Benjamin Crisp was born in London, England, probably on 11 May 1808, the son of Sophia Crisp and her husband, Benjamin, a tinsmith. He left England in 1819 for Australia, where he worked as a whaler, farm worker, and bullock driver. In 1837 he moved to New Zealand, joining a whaling party on the Kapiti coast and then working as a boatman at Port Nicholson (Wellington).
Crisp crossed to Nelson in early 1842 and teamed up with Sam Phelps, a bullock driver who had been notorious in Port Nicholson for naming his bullocks after local magistrates. Their use of a bullock dray to transport the luggage of immigrants from the port to the town brought them into competition with Alfred Saunders, who had been selling wheelbarrows for the same purpose. Business was brisk and so profitable that they needed to work in the mornings only. Afternoons were spent drinking and then sleeping off the results under their dray. One day in August 1842 Crisp had been so drunk that he had walked out of Wright's public house and straight into the tideway, under the impression that he was going over a bridge.

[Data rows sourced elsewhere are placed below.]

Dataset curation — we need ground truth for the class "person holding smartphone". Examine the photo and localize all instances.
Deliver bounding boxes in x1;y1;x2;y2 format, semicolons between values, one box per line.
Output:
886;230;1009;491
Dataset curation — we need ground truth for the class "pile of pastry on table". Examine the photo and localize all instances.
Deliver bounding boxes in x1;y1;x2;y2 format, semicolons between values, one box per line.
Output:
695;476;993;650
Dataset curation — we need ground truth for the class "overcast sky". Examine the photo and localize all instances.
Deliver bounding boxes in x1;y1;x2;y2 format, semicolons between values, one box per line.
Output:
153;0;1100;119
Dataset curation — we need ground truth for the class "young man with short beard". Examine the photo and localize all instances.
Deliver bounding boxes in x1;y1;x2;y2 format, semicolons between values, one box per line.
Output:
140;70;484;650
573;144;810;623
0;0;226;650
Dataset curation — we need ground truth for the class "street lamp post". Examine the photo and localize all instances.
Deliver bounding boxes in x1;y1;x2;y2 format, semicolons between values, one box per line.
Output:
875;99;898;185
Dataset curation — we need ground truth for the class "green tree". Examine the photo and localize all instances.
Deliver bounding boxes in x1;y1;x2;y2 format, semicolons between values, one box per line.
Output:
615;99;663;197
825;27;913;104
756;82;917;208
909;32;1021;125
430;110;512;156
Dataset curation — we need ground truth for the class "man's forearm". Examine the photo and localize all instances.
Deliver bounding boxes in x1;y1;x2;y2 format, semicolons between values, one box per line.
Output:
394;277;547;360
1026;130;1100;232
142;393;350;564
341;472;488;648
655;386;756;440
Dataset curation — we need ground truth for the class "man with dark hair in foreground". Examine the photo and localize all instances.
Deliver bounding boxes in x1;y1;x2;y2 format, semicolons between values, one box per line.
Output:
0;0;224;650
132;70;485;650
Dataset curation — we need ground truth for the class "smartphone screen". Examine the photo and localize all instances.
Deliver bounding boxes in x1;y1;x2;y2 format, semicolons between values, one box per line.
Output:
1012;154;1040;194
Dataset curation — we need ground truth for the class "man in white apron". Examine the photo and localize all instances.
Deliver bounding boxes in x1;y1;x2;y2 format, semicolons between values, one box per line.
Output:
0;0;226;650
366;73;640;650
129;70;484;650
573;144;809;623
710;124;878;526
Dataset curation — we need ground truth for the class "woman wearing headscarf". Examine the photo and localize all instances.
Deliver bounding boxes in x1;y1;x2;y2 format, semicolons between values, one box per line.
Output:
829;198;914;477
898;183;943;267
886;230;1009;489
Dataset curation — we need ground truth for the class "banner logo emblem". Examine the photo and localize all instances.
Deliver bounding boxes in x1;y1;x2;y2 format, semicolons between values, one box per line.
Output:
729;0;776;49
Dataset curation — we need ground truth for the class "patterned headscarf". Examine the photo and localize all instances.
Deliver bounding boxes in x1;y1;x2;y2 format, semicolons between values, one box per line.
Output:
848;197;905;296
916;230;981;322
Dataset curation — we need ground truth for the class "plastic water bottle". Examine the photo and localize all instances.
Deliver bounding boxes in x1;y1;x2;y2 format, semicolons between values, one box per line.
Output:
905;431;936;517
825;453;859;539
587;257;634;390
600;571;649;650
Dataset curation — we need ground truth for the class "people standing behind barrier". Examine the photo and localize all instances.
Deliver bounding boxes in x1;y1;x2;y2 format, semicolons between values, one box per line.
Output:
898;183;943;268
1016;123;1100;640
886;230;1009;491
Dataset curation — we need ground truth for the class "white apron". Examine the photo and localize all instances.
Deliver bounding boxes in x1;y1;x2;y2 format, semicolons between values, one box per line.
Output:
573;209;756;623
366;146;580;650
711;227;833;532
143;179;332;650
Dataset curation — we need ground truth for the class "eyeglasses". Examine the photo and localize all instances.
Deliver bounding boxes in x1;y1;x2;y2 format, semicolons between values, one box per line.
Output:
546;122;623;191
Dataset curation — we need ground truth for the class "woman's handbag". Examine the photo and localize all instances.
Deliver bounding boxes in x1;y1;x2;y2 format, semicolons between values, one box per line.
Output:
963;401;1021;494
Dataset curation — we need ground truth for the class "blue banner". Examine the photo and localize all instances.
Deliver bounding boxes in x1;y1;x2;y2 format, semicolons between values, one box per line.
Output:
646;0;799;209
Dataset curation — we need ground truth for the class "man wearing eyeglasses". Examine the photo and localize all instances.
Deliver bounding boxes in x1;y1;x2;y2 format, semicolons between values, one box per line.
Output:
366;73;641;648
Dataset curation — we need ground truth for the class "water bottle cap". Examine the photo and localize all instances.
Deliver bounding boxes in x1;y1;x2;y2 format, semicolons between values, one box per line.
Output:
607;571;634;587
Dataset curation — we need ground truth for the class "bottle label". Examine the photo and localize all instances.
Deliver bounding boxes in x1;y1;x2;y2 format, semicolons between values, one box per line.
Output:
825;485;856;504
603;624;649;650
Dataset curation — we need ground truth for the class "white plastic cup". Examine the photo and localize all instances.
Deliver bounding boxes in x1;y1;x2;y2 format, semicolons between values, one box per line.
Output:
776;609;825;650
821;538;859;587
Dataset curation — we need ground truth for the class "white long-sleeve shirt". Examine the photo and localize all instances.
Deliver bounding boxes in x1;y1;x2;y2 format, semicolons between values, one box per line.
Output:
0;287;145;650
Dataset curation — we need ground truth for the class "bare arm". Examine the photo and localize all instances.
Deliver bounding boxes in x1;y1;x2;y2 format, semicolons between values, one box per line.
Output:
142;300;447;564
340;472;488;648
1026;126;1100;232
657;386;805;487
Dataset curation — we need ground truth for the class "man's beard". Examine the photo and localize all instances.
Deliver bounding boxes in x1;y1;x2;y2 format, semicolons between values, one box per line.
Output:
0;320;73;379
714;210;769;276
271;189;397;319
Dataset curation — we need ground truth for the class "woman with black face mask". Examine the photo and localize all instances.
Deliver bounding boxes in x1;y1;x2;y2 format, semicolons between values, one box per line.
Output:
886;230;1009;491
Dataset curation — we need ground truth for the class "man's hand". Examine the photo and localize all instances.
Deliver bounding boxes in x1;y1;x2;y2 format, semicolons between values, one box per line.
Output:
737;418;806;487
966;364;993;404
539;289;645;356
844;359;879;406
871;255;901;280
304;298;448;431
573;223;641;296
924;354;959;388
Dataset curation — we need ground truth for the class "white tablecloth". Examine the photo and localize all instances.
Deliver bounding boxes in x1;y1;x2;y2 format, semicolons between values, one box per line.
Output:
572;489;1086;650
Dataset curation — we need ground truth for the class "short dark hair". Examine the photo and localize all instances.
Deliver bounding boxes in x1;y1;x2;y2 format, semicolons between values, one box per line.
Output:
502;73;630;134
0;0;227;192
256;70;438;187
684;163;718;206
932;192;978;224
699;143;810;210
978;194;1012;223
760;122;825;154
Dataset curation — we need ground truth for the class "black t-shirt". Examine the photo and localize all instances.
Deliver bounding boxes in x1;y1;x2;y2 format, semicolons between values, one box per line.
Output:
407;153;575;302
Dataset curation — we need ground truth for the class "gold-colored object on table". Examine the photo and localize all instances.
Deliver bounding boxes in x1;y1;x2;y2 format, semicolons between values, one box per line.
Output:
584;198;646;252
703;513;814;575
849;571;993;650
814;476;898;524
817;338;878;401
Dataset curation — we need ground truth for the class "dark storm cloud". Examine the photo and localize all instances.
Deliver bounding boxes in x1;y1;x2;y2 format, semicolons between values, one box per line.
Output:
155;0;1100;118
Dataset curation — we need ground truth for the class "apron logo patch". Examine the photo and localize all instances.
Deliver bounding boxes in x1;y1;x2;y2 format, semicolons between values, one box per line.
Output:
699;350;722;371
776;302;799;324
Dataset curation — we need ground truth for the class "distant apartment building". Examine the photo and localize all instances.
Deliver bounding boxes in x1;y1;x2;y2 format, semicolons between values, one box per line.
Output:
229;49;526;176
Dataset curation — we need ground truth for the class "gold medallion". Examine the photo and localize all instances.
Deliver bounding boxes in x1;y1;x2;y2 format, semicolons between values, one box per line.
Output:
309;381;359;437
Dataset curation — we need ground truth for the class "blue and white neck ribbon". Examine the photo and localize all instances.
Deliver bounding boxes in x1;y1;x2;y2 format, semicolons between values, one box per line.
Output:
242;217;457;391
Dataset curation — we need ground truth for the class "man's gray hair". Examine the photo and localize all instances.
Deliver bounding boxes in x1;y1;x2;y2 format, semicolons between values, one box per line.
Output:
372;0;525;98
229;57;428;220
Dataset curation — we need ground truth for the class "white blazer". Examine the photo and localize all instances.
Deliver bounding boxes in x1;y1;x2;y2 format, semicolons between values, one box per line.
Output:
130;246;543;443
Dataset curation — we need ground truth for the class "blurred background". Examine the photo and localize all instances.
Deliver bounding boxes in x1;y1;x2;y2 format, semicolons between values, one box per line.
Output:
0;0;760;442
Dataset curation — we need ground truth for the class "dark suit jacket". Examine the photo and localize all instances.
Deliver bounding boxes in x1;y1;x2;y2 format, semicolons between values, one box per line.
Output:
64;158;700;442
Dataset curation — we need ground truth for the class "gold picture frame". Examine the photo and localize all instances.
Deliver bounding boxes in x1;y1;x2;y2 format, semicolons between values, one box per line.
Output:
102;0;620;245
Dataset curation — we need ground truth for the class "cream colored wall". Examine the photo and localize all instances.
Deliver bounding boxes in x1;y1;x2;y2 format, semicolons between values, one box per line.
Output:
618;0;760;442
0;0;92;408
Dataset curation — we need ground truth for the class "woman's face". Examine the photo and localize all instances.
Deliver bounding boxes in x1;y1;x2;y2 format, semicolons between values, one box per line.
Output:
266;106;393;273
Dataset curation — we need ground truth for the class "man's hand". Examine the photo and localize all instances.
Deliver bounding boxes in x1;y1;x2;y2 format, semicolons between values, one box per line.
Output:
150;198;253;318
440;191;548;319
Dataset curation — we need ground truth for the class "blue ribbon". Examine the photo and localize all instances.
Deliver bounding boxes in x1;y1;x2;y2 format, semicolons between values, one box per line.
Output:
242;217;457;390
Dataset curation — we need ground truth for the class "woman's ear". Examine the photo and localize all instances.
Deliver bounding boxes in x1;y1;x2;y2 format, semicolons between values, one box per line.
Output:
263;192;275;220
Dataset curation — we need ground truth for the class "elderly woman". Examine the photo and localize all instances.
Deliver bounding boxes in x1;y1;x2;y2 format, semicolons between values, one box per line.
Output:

On Sundays Alfred Saunders, founder of the Nelson Temperance Society, used the bullock dray as a platform for his temperance addresses. These had their effect on Crisp, who called on Saunders at 4 a.m. one morning in June 1843 to repent his intemperate ways and sign his name in the pledge book. Saunders came to regard him as his most valuable convert, with the possible exception of the politician William Fox.
Crisp married Elizabeth Burnett in Nelson on 14 December 1846; they raised five daughters and five sons, whom their father would exhibit at temperance meetings as healthy specimens of teetotalism. It was with the children of Nelson that Ben Crisp was to have his greatest influence. He founded a Band of Hope to provide wholesome amusement for them, was active in the Sunday school, and dedicated 50 years to their welfare. The band was always at the forefront of public occasions, with upwards of 500 children turning out to welcome important visitors. George Grey was particularly taken with their activities and contributed towards their annual Queen's Birthday treats.
On these occasions the children would gather at the Temperance Hall for the festivities which Crisp had organised. A parade around the town would be followed by games and then prodigious quantities of buns and cakes would be consumed. Proceedings would end with lantern slides, the favourite being of a man swallowing rats.
Ben Crisp was regarded with great affection by the whole community, being universally referred to as 'good old Ben Crisp'. Saunders was struck by his 'fine head and honest face and manners; his good English, so entirely free from any county dialect.' He was presented with a gold medal and a purse of 60 sovereigns during celebrations for the 1887 Jubilee. On his death at Nelson on 2 September 1901 he was accorded a public funeral. His headstone reads, 'Erected by the Nelson citizens in memory of Ben Crisp who was the children's friend'.